To find out if the antibacterial activity of P60.4Ac was affected by the different formulations, we exposed MRSA LUH14616 to increasing amounts of the peptide in the Softisan cream, the Cetomacrogol cream, the hypromellose gel, and PBS for 1 h and then determined the bacterial counts. Results revealed the dose-dependent killing of MRSA LUH14616 by P60.4Ac in all four formulations (Fig. 1A). Similar results were seen for 24 h of incubation of MRSA LUH14616 with P60.4Ac in the different formulations (Fig. 1B). The LC99 values for P60.4Ac in PBS and the hypromellose gel were similar, whereas the LC99 values for P60.4Ac in the Cetomacrogol and Softisan creams were considerably higher, indicating that the antibacterial activity of P60.4Ac was significantly reduced in the Cetomacrogol and Softisan creams but not in the gel (Fig. 1C).
FIG 1.
In vitro bactericidal activity of P60.4Ac in different formulations compared to that of the peptide in PBS. (A and B) The bactericidal activity of P60.4Ac in three different formulations, Softisan cream, Cetomacrogol cream, and hypromellose gel, and in PBS against MRSA strain LUH14616 after 1 h (A) and 24 h (B). The number of viable bacteria was determined microbiologically. The results are medians and interquartile ranges from 3 to 5 independent experiments. (C) LC99 (i.e., the lowest concentration of the peptide that kills 99% of the bacteria) of P60.4Ac in the different formulations. Medians and ranges from 3 to 5 independent experiments are shown.

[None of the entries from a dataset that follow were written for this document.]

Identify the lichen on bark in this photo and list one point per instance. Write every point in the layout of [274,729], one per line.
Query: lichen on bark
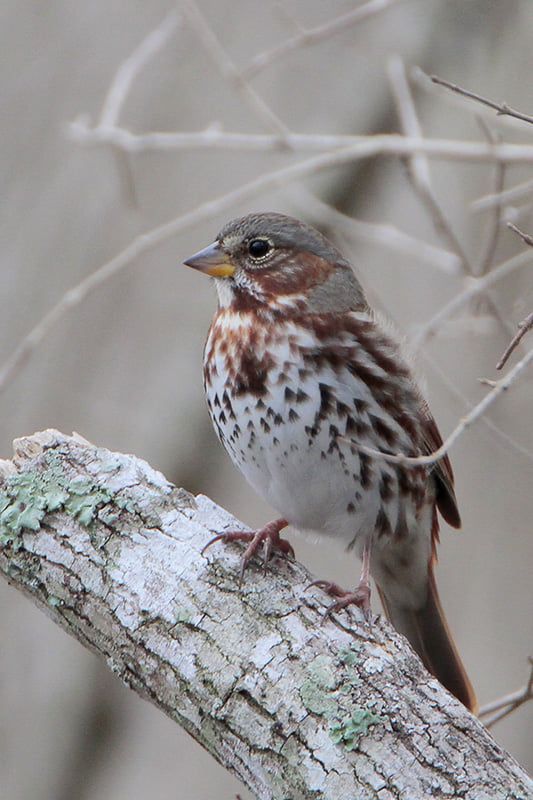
[298,710]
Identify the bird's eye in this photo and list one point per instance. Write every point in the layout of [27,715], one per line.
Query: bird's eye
[259,248]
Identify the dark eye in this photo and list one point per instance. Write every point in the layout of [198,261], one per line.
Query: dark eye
[259,248]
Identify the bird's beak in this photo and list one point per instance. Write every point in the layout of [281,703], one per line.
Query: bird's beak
[213,261]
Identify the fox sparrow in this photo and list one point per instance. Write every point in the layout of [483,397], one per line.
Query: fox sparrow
[299,373]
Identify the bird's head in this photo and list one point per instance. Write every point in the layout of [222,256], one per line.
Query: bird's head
[275,262]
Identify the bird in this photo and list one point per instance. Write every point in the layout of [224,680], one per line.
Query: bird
[309,390]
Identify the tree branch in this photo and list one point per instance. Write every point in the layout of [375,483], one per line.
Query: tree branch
[297,710]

Bactericidal effect of P60.4Ac in the different formulations on MRSA colonizing EMs.
Next, we determined the bactericidal activity of P60.4Ac in the different formulations and, for comparison, the bactericidal activity of Bactroban and mupirocin on bacteria colonizing EMs. These models represent the epidermal part of the human skin and contain a fully differentiated epidermis and stratum corneum (27). EMs were inoculated with two different MRSA strains, i.e., mupirocin-sensitive strain LUH14616 and mupirocin-resistant strain LUH15051. Application of 4 mg of the Cetomacrogol cream and the hypromellose gel containing 2% (wt/wt) P60.4Ac, the equivalent of 80 μg of peptide/EM, resulted in respective 97.9% and >99.9% reductions in bacterial counts for LUH14616, which was similar to the bactericidal effect of Bactroban and mupirocin (Fig. 2A). Interestingly, P60.4Ac in the Cetomacrogol cream and hypromellose gel caused similar reductions in the bacterial counts for mupirocin-resistant strain LUH15051, whereas mupirocin and Bactroban were ineffective (Fig. 2B). P60.4Ac formulated in Softisan cream did not give a significant reduction in bacterial counts for these two strains. Since P60.4Ac in the hypromellose gel proved to be stable and highly effective against both strains of MRSA, we determined the ability of increasing amounts of P60.4Ac in the gel to eradicate LUH14616 from EMs. The results revealed that the gel containing even 0.1% (wt/wt) P60.4Ac decreased the bacterial counts for LUH14616 from 1.0 × 107 to 7.3 × 104, a reduction of 99.3% (Fig. 2C). In agreement with that finding, the 0.1% (wt/wt) P60.4Ac-containing gel led to a >99.9% reduction in bacterial counts for LUH1505, i.e., from 4.3 × 106 to 2.8 × 102 (Fig. 2D).
FIG 2.
Antibacterial effect of P60.4Ac formulated in Softisan cream, Cetomacrogol cream, and hypromellose gel. (A and B) Effect of P60.4Ac in Softisan cream, Cetomacrogol cream (cream), hypromellose gel (gel), and PBS, mupirocin in PBS, and Bactroban on the number of viable bacteria on EMs colonized with LUH14616 (A) and mupirocin-resistant S. aureus LUH15051 (B). The models were incubated with 4 mg of the ointment for 4 h. (C and D) Effect of 0.1%, 0.5%, 1%, and 2% (wt/wt) P60.4Ac in hypromellose gel on MRSA LUH14616 (C) and LUH15051 (D) colonizing EMs, determined as described in the legend to panels A and B. Medians and interquartile ranges from 3 to 5 independent experiments are presented. *, significant differences.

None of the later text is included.